Advantage

Advantage functions are components in reinforcement learning used to calculate the advantage of an action relative to the average performance. In RLHF training, advantage functions guide policy optimization.

Basic Interface

class Advantage:

    def __call__(self,
                 rewards: Union['torch.Tensor', List[float]],
                 num_generations: int = 1,
                 scale: Literal['group', 'batch', 'none'] = 'group',
                 **kwargs) -> 'torch.Tensor':
        """
        Calculate advantage values

        Args:
            rewards: List or tensor of reward values
            num_generations: Number of samples generated per prompt
            scale: Normalization method
                - 'group': Normalize per group (GRPO)
                - 'batch': Normalize across entire batch
                - 'none': No normalization

        Returns:
            Advantage tensor
        """
        ...

Available Advantage Functions

Twinkle provides two advantage function implementations:

GRPOAdvantage

GRPO (Group Relative Policy Optimization) advantage function calculates advantages by subtracting the group mean.

Simple and efficient, suitable for most scenarios
Reduces variance and improves training stability
Performs relative comparisons within groups

See: GRPOAdvantage

RLOOAdvantage

RLOO (Reinforcement Learning with Leave-One-Out) advantage function uses leave-one-out method to calculate baselines.

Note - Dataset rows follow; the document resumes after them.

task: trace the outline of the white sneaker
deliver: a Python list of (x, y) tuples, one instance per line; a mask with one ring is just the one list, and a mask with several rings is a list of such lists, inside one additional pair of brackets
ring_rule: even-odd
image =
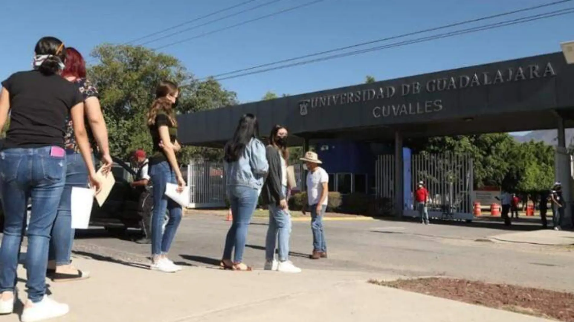
[(279, 262), (274, 258), (273, 261), (265, 261), (265, 266), (263, 269), (265, 270), (277, 270)]
[(149, 269), (152, 270), (158, 270), (164, 273), (175, 273), (179, 270), (175, 266), (175, 264), (170, 263), (169, 260), (162, 258), (158, 261), (157, 263), (152, 263), (152, 265), (149, 266)]
[(181, 270), (181, 266), (176, 265), (175, 263), (172, 261), (171, 259), (169, 258), (164, 258), (164, 260), (167, 261), (168, 263), (173, 267), (174, 269), (176, 269), (178, 271)]
[(18, 290), (14, 290), (14, 298), (7, 301), (0, 300), (0, 314), (11, 314), (14, 312), (14, 304), (18, 299)]
[(68, 304), (58, 303), (45, 295), (40, 302), (24, 308), (22, 322), (34, 322), (57, 317), (67, 314), (69, 311)]
[(301, 273), (301, 269), (293, 265), (290, 261), (281, 262), (277, 267), (277, 270), (283, 273)]

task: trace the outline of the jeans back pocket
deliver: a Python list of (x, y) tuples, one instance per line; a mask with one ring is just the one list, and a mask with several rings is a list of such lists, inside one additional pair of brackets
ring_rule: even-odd
[(65, 156), (42, 156), (40, 160), (43, 181), (48, 183), (64, 181), (66, 177)]
[(0, 152), (0, 179), (3, 182), (13, 182), (18, 177), (18, 169), (24, 156), (18, 153)]

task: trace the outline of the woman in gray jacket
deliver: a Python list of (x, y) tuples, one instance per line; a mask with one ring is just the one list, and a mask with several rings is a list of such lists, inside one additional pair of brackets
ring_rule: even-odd
[[(267, 270), (300, 273), (301, 269), (289, 261), (291, 215), (287, 207), (287, 129), (276, 125), (266, 148), (269, 174), (263, 187), (263, 203), (269, 207), (269, 226), (265, 242), (265, 266)], [(275, 259), (276, 242), (278, 237), (279, 261)]]

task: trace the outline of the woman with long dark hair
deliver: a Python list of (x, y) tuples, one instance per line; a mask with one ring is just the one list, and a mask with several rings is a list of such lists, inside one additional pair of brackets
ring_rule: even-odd
[(23, 322), (60, 316), (69, 310), (67, 305), (46, 296), (45, 282), (50, 232), (65, 181), (64, 137), (68, 114), (90, 185), (99, 191), (100, 184), (84, 125), (84, 98), (60, 75), (66, 58), (64, 43), (45, 37), (34, 52), (34, 70), (11, 75), (2, 83), (0, 94), (0, 129), (6, 124), (9, 111), (11, 121), (0, 151), (0, 192), (5, 219), (0, 248), (0, 314), (12, 313), (17, 297), (16, 268), (30, 197), (26, 254), (28, 301), (21, 316)]
[[(165, 273), (181, 270), (168, 258), (168, 253), (181, 221), (181, 206), (165, 195), (168, 183), (177, 184), (180, 191), (185, 186), (176, 158), (176, 153), (181, 149), (177, 142), (177, 121), (173, 108), (179, 95), (177, 84), (161, 82), (156, 90), (156, 100), (148, 113), (148, 126), (153, 142), (153, 152), (149, 163), (149, 175), (153, 184), (150, 269)], [(166, 211), (169, 211), (169, 219), (163, 231)]]
[[(247, 227), (263, 187), (269, 166), (265, 147), (259, 141), (259, 125), (253, 114), (239, 120), (233, 138), (225, 146), (226, 193), (231, 207), (232, 221), (225, 239), (222, 267), (233, 270), (252, 270), (243, 262)], [(231, 252), (235, 256), (231, 261)]]
[[(75, 48), (66, 48), (65, 65), (62, 77), (73, 84), (84, 99), (85, 122), (89, 125), (86, 126), (86, 130), (93, 153), (92, 161), (95, 163), (94, 154), (100, 155), (103, 162), (102, 170), (107, 173), (111, 169), (113, 161), (110, 156), (107, 129), (98, 98), (98, 90), (86, 78), (86, 61)], [(72, 228), (72, 188), (87, 187), (88, 168), (82, 158), (77, 142), (74, 138), (73, 122), (71, 119), (68, 120), (67, 125), (64, 142), (67, 154), (65, 185), (52, 228), (48, 254), (48, 273), (54, 282), (83, 280), (90, 277), (89, 272), (72, 266), (70, 258), (75, 234), (75, 230)]]
[[(263, 201), (269, 207), (269, 226), (265, 241), (265, 266), (267, 270), (300, 273), (301, 269), (289, 260), (291, 215), (287, 207), (287, 129), (276, 125), (269, 135), (266, 148), (269, 172), (263, 187)], [(277, 243), (278, 239), (279, 242)], [(278, 243), (279, 261), (275, 259)]]

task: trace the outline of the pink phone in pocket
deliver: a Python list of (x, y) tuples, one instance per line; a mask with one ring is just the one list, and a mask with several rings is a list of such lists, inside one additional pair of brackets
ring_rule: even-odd
[(66, 154), (66, 152), (59, 146), (52, 146), (50, 150), (50, 156), (61, 158)]

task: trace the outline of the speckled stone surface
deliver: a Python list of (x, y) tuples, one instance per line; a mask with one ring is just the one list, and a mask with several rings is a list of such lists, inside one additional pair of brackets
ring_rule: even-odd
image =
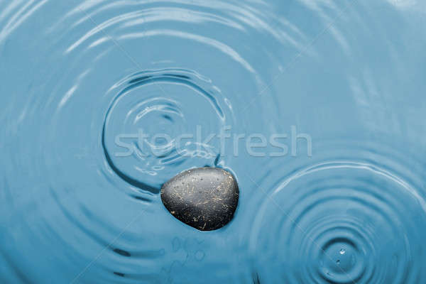
[(217, 168), (185, 170), (161, 187), (161, 200), (172, 215), (201, 231), (215, 230), (229, 222), (238, 197), (235, 178)]

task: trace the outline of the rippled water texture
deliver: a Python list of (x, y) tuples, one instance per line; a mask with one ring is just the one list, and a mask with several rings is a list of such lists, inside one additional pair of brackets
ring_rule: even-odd
[[(0, 0), (0, 282), (425, 283), (425, 27), (421, 0)], [(289, 154), (116, 155), (224, 127)], [(159, 189), (206, 165), (240, 200), (202, 232)]]

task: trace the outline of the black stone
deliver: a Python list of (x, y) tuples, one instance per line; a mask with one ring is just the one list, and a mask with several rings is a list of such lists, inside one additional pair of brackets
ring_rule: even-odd
[(217, 168), (185, 170), (161, 187), (161, 200), (172, 215), (201, 231), (215, 230), (231, 221), (238, 195), (234, 176)]

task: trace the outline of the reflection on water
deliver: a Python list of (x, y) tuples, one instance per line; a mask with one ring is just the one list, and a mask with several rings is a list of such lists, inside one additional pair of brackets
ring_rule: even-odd
[[(417, 0), (0, 0), (1, 282), (425, 282), (425, 15)], [(312, 155), (135, 138), (292, 126)], [(240, 200), (201, 232), (158, 192), (206, 165)]]

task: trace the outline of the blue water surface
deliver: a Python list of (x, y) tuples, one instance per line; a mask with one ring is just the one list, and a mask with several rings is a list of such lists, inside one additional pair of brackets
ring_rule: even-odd
[[(425, 28), (422, 0), (0, 0), (0, 283), (426, 283)], [(221, 131), (284, 146), (174, 138)], [(239, 185), (213, 231), (159, 195), (202, 166)]]

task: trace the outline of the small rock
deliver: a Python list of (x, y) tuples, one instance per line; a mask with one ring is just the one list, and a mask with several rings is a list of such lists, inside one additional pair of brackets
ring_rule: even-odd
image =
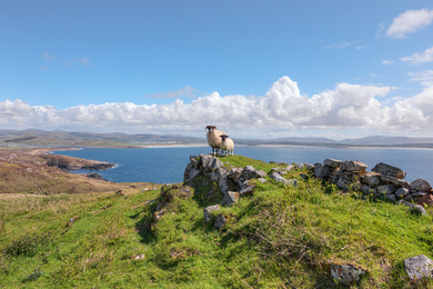
[(386, 163), (383, 163), (383, 162), (379, 162), (372, 169), (372, 171), (379, 172), (379, 173), (381, 173), (383, 176), (393, 177), (393, 178), (396, 178), (396, 179), (404, 179), (404, 177), (406, 177), (406, 172), (402, 171), (401, 169), (399, 169), (396, 167), (393, 167), (393, 166), (390, 166), (390, 165), (386, 165)]
[(411, 193), (411, 196), (414, 197), (414, 198), (422, 198), (425, 195), (427, 195), (425, 191), (415, 191), (415, 192)]
[(399, 198), (404, 198), (409, 195), (409, 189), (407, 188), (400, 188), (395, 191), (395, 196)]
[(433, 196), (427, 193), (425, 196), (423, 196), (417, 202), (416, 205), (421, 205), (421, 206), (432, 206), (433, 205)]
[(331, 168), (339, 168), (343, 161), (335, 159), (325, 159), (324, 165)]
[(421, 213), (422, 216), (429, 216), (429, 213), (425, 211), (424, 207), (421, 205), (415, 205), (412, 210)]
[(375, 187), (381, 183), (381, 176), (374, 172), (367, 172), (365, 176), (361, 177), (361, 182), (369, 185), (370, 187)]
[(356, 268), (352, 265), (331, 263), (331, 276), (343, 285), (350, 285), (361, 279), (366, 273), (363, 268)]
[(278, 172), (272, 172), (270, 177), (278, 182), (283, 182), (284, 185), (296, 185), (296, 180), (286, 180)]
[(381, 180), (383, 183), (393, 185), (399, 188), (409, 188), (411, 185), (407, 181), (390, 177), (390, 176), (381, 176)]
[(363, 195), (370, 195), (370, 193), (374, 195), (374, 190), (370, 186), (366, 186), (366, 185), (361, 186), (361, 191)]
[(209, 206), (207, 208), (204, 208), (203, 210), (203, 218), (204, 218), (204, 221), (205, 222), (210, 222), (212, 220), (212, 215), (211, 212), (212, 211), (218, 211), (220, 210), (220, 206), (219, 205), (214, 205), (214, 206)]
[(319, 179), (328, 179), (331, 175), (331, 167), (323, 163), (314, 163), (314, 176)]
[(433, 261), (424, 255), (420, 255), (405, 259), (404, 269), (406, 270), (407, 276), (411, 280), (432, 278)]
[(361, 172), (364, 171), (366, 168), (367, 166), (365, 163), (358, 160), (346, 160), (340, 165), (340, 169), (342, 171), (349, 172)]
[[(266, 180), (264, 180), (264, 181), (266, 181)], [(240, 195), (252, 195), (253, 191), (254, 191), (254, 186), (248, 186), (246, 188), (242, 189), (239, 193)]]
[(383, 185), (377, 187), (377, 193), (394, 193), (395, 192), (395, 187), (392, 185)]
[(224, 196), (224, 199), (222, 199), (221, 205), (222, 206), (231, 206), (239, 201), (239, 192), (236, 191), (228, 191)]
[(218, 230), (221, 230), (225, 226), (226, 222), (228, 222), (228, 219), (222, 213), (220, 213), (216, 217), (215, 225), (213, 227)]
[(411, 182), (411, 189), (412, 190), (417, 190), (417, 191), (431, 191), (432, 186), (426, 180), (423, 179), (416, 179)]
[(389, 193), (385, 196), (385, 198), (386, 198), (386, 200), (392, 201), (392, 202), (395, 202), (395, 200), (396, 200), (396, 197), (394, 193)]

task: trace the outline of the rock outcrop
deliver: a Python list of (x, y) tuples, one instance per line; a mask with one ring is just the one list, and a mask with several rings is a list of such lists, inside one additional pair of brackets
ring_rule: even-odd
[(396, 167), (380, 162), (371, 172), (366, 172), (366, 168), (360, 161), (326, 159), (314, 165), (314, 176), (335, 183), (342, 190), (359, 189), (364, 196), (384, 197), (394, 202), (401, 199), (416, 202), (432, 192), (426, 180), (404, 181), (406, 172)]
[(404, 269), (411, 280), (422, 280), (433, 277), (433, 261), (424, 255), (405, 259)]

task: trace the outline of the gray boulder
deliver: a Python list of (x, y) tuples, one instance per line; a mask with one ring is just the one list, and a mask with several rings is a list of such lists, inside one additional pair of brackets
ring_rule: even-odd
[(409, 195), (409, 189), (407, 188), (400, 188), (395, 191), (395, 196), (399, 198), (404, 198)]
[(433, 261), (424, 255), (415, 256), (404, 260), (404, 269), (411, 280), (432, 278)]
[(390, 193), (394, 193), (395, 192), (395, 186), (393, 185), (383, 185), (383, 186), (379, 186), (377, 187), (377, 193), (385, 193), (385, 195), (390, 195)]
[(323, 163), (314, 163), (314, 176), (319, 179), (328, 179), (332, 168)]
[(412, 202), (405, 201), (405, 200), (400, 200), (397, 201), (399, 205), (404, 205), (409, 207), (412, 211), (421, 213), (422, 216), (427, 216), (427, 212), (425, 211), (424, 207), (421, 205), (414, 205)]
[(228, 191), (225, 195), (224, 195), (224, 198), (222, 199), (222, 202), (221, 205), (222, 206), (231, 206), (235, 202), (238, 202), (239, 200), (239, 192), (236, 191)]
[(340, 169), (348, 172), (361, 172), (366, 168), (367, 166), (364, 162), (358, 160), (346, 160), (340, 165)]
[(185, 171), (183, 172), (183, 181), (184, 182), (191, 181), (193, 178), (195, 178), (200, 173), (200, 170), (198, 168), (195, 168), (197, 162), (198, 161), (192, 161), (192, 162), (188, 163)]
[(361, 182), (369, 185), (370, 187), (376, 187), (381, 183), (381, 176), (374, 172), (367, 172), (361, 177)]
[(215, 219), (215, 223), (213, 225), (213, 227), (218, 230), (221, 230), (224, 225), (228, 222), (228, 218), (225, 218), (222, 213), (220, 213), (216, 219)]
[(343, 161), (341, 160), (335, 160), (335, 159), (325, 159), (324, 165), (331, 168), (339, 168)]
[(366, 273), (366, 270), (352, 265), (331, 263), (331, 276), (339, 282), (349, 286), (350, 283), (358, 282), (361, 276)]
[(218, 168), (224, 167), (224, 163), (222, 163), (221, 160), (209, 155), (200, 155), (200, 163), (204, 172), (211, 172)]
[(399, 188), (409, 188), (411, 186), (407, 181), (384, 175), (381, 176), (381, 180), (383, 183), (393, 185)]
[(411, 190), (417, 190), (417, 191), (431, 191), (432, 186), (426, 180), (423, 179), (416, 179), (411, 182)]
[(386, 163), (383, 163), (383, 162), (379, 162), (373, 169), (372, 171), (374, 172), (379, 172), (383, 176), (389, 176), (389, 177), (393, 177), (393, 178), (396, 178), (396, 179), (404, 179), (404, 177), (406, 177), (406, 172), (396, 168), (396, 167), (393, 167), (393, 166), (390, 166), (390, 165), (386, 165)]
[(204, 208), (204, 210), (203, 210), (204, 221), (210, 222), (212, 220), (212, 212), (218, 211), (218, 210), (220, 210), (219, 205), (209, 206), (209, 207)]
[(229, 175), (229, 171), (225, 168), (216, 168), (212, 170), (209, 175), (212, 181), (218, 182), (220, 179), (226, 177)]

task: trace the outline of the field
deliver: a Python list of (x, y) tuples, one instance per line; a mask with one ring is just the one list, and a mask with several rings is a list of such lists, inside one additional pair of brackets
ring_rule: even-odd
[[(268, 173), (278, 166), (241, 156), (222, 160)], [(0, 286), (343, 288), (329, 273), (334, 262), (367, 270), (352, 288), (433, 288), (409, 281), (403, 266), (409, 257), (433, 257), (431, 208), (420, 216), (302, 178), (305, 169), (289, 175), (298, 187), (253, 181), (252, 195), (218, 211), (228, 219), (221, 230), (203, 219), (203, 209), (222, 199), (204, 178), (163, 188), (92, 180), (98, 190), (74, 193), (19, 186), (0, 196)]]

Theoretically superior, reduces bias
Requires more samples (recommend 8 or more)
More accurate counterfactual baseline estimation

See: RLOOAdvantage

How to Choose

GRPO: Suitable for scenarios with fewer samples (around 4), high computational efficiency
RLOO: Suitable for scenarios with more samples (8 or more), better theoretical performance

The choice of advantage function has a significant impact on RLHF training effectiveness. It’s recommended to choose based on computational resources and sample quantity.